I like the countertops. I don't set anything hot on them, nor do I cut anything.

I have a nice big glass cutting board that sits on the counter all the time. I use it to rest things on. It serves as great protection.


----------



## HootBob (Apr 26, 2004)

We haven't had any problems with our counter either
Like the others had said use a cutting board and a keep hot pans off of it.

Don


----------



## j1mfrog (Jun 6, 2004)

The plastic countertops are what almost kept me from choosing an outback. I'm over that. I don't mind them. They feel cheap but they look nice.


----------



## GlenninTexas (Aug 11, 2004)

I have the Sydney edition and it has Wilsonart Formica countertops.

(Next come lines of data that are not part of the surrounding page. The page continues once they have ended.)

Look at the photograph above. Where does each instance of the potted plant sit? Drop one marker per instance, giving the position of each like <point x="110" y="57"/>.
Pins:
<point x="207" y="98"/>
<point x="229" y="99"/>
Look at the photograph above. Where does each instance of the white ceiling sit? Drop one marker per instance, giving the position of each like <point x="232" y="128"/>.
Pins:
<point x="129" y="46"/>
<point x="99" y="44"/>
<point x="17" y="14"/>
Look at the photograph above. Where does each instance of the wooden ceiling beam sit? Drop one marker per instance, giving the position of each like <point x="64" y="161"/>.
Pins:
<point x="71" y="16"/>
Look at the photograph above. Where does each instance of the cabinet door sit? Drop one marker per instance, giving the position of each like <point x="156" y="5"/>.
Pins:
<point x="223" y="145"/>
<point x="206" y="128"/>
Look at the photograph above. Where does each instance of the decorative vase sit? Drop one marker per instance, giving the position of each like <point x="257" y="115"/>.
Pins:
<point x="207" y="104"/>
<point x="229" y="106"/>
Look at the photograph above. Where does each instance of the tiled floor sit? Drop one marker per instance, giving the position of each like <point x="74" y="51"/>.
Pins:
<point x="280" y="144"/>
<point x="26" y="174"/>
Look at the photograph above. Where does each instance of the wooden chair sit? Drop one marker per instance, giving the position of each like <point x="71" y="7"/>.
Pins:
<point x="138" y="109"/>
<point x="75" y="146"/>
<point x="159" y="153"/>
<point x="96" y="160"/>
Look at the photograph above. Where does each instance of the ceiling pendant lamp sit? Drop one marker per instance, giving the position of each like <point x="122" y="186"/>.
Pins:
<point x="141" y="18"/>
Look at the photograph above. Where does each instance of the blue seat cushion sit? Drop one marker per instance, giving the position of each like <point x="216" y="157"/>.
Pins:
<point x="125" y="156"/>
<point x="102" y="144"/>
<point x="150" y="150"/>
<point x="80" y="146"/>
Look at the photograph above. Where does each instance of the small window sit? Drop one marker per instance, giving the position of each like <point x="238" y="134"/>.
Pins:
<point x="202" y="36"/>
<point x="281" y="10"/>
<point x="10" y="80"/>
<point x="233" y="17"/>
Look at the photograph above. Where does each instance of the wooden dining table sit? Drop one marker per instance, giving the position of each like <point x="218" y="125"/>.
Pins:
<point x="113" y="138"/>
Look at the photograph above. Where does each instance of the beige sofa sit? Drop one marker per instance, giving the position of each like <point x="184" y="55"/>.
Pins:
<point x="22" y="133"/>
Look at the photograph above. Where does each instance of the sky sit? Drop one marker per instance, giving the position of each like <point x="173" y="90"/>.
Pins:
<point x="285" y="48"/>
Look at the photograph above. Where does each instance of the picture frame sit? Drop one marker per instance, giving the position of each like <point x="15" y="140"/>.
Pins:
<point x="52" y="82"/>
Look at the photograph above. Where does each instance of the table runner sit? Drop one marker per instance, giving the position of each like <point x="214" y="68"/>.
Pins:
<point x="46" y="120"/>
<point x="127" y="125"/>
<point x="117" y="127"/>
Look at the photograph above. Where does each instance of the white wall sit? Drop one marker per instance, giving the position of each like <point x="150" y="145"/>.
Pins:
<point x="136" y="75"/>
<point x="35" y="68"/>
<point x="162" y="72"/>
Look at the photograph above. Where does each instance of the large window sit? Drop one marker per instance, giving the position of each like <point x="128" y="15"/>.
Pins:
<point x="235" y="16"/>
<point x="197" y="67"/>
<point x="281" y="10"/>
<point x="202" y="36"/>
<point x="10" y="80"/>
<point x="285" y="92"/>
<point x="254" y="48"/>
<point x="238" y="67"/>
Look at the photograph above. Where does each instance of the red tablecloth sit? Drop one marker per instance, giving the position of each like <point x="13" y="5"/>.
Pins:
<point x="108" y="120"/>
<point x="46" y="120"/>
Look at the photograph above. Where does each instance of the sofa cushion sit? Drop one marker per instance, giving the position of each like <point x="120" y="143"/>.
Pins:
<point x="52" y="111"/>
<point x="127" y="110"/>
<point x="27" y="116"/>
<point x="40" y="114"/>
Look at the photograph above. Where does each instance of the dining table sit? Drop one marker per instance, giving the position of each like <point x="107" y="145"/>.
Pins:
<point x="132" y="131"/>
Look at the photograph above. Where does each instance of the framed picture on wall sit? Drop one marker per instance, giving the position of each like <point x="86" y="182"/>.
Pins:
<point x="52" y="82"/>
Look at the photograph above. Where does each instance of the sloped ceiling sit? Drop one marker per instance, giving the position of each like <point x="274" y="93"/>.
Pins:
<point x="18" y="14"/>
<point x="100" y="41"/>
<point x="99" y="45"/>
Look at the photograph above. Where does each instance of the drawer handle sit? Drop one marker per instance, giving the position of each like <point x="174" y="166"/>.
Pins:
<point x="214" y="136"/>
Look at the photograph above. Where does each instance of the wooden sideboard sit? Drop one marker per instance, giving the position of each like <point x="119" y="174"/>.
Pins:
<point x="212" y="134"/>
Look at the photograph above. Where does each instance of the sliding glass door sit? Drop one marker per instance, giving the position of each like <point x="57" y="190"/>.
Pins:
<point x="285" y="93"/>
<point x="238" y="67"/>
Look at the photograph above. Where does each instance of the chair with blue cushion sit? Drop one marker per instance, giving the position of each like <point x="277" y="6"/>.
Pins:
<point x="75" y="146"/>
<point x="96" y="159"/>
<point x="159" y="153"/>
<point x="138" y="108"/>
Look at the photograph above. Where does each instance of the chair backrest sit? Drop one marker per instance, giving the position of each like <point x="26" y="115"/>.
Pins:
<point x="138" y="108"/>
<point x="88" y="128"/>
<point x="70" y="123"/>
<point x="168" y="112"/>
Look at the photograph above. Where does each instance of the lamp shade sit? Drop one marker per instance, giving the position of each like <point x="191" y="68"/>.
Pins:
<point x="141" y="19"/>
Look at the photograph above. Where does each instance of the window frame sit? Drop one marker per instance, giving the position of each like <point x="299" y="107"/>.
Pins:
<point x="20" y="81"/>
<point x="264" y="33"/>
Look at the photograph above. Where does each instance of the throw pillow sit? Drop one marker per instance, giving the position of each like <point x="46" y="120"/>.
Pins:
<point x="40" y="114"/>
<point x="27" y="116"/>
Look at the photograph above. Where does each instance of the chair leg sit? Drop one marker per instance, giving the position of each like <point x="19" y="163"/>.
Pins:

I was going to order a sheet from Home Depot to make a stovetop cover to match the counters, but they only sell it in 4'x8' sheets. At $80 a sheet I decided to go with something else.


----------



## HodgePodge (Apr 29, 2005)

We had a problem with the counter top in our 25RSS right from the start. We noticed during the PDI that the counter top was bowed up. Any slight pressure on the counter would cause the counter top to flex up and down. We said, "that can't be right", so we all took a close look under the counter. It turns out that the 'plastic' countertop isn't really fastened to much. It is just held to the cabinets at the sides and there is a 'reinforcing' strip of plywood that is stuck to the bottom with epoxy. The purpose of this is to stiffen the counter top up I guess. The dealer decided that fixing the counter would be difficult because the plastic material had been bowed for a while and like most plastics, it has a memory (if it is straight, it stays straight. if it is curved, it stayes curved). The trailer was assembled in Jan '05 and we purchased it in May '05 so they felt after 5 months that a counter top replacement was the best way to go. Because it would take a while to get the counter top delivered and installed and we are a fair distance from the dealer we have scheduled to have the counter top replaced in the fall after the camping season wraps up for us. Until then its a game to see which way the eggs roll when you put them on the counter top.

Rob


----------



## begood (Jun 9, 2004)

i have some light discoloration in the sink.

WARNING. READ THIS:

I know it's unbelievable but kids had some glow necklace this weekend and one of them was leaking. Some drops stayed on the table all night. At breakfest the liquid as melted the table surface.







The surface was soft and after washing it it left two spot on the table. but i didn't think to take a picture.

So Be careful with this glow stuff.


----------